BLINK TWICE verankert sich trotz seiner vielschichtigen Untertöne fest in den realen Bedrohungen sexueller Gewalt. Der Film erinnert unweigerlich an die Verbrechen von Sexualstraftätern wie Jeffrey Epstein und Bill Cosby. Mancher Zuschauer mag sogar unwillkürlich an aktuelle Skandale denken. Schon bald häufen sich Hinweise darauf, dass auf der Insel etwas Unheimliches vor sich geht. Frida verschüttet Wein auf ihr Kleid – und plötzlich ist der Fleck verschwunden. Immer wieder findet sie Schmutz unter ihren Fingernägeln. Und was hat es mit dem mysteriösen Dienstmädchen auf sich, das ständig „Red Rabbit“ schreit und giftige gelbe Schlangen jagt? Die Geheimnisse der Insel offenbaren sich erst, als Jess spurlos verschwindet und sich niemand mehr an sie erinnert. Frida beginnt, hinter die schaurigen Kulissen zu blicken – und was sie entdeckt, ist erschreckender, als sie es sich je hätte vorstellen können. Es geht ums Vergessen, nicht ums Vergeben.
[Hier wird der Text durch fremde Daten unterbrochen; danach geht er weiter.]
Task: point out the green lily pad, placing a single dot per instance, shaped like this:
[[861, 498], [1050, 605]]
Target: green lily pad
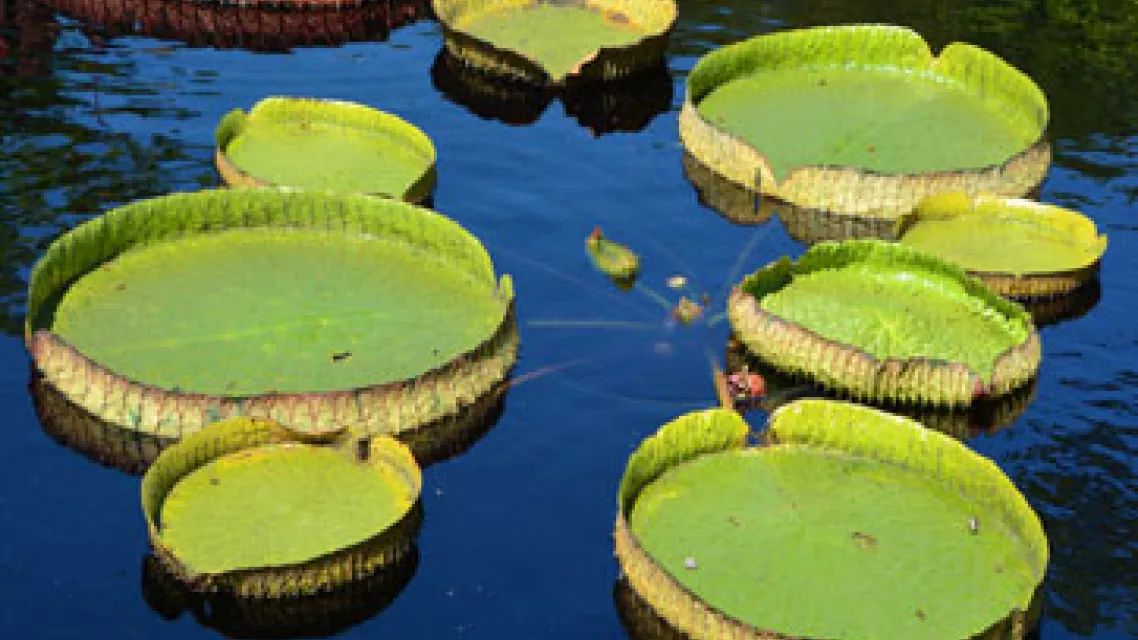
[[279, 308], [249, 505], [856, 306], [306, 308], [881, 120], [864, 119], [1019, 247], [551, 41], [326, 145], [785, 538], [215, 517]]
Zoë Kravitz nutzt kraftvolle Bilder und lässt die Kamera oft lange auf ihren Hauptfiguren verweilen, was eine besondere Intimität zwischen Darstellern und Zuschauern schafft. BLINK TWICE lässt das Publikum ständig rätseln, ob etwas Großes bevorsteht oder ob alles nur Schall und Rauch ist. Das Ergebnis liegt irgendwo dazwischen, wobei der Subplot um das Schlangengift etwas konstruiert wirkt. Apropos: Im Film ist von hochgiftigen Lanzenottern die Rede, aber gezeigt werden ausschließlich ungiftige Albino-Pythons – ein Fauxpas, der jedem Hobby-Herpetologen auffallen wird. Alle anderen mögen diesen Fehler übersehen, zumal die Echse aus der Anfangsszene am Ende des Films wieder auftaucht und den Kreis der skurrilen Ereignisse schließt.
Eine besondere Freude ist das Wiedersehen mit Altstars der 80er und 90er Jahre wie Christian Slater und Geena Davis. Auch Haley Joel Osment ist zu sehen, doch es gelingt ihm seit seinen Tagen in THE SIXTH SENSE nicht, das Publikum wirklich für sich einzunehmen. Was bleibt, ist ein bitterböser Thriller, ein feministischer Albtraum nach #MeToo, der ein heikles Thema mit scharfem Humor angeht. Dieser Film wird nicht jedem gefallen, aber er wird definitiv polarisieren. (Rainer Bachmann)
BLINK TWICE ist ein ungewöhnlicher Film, der sicher für Gesprächsstoff sorgen wird!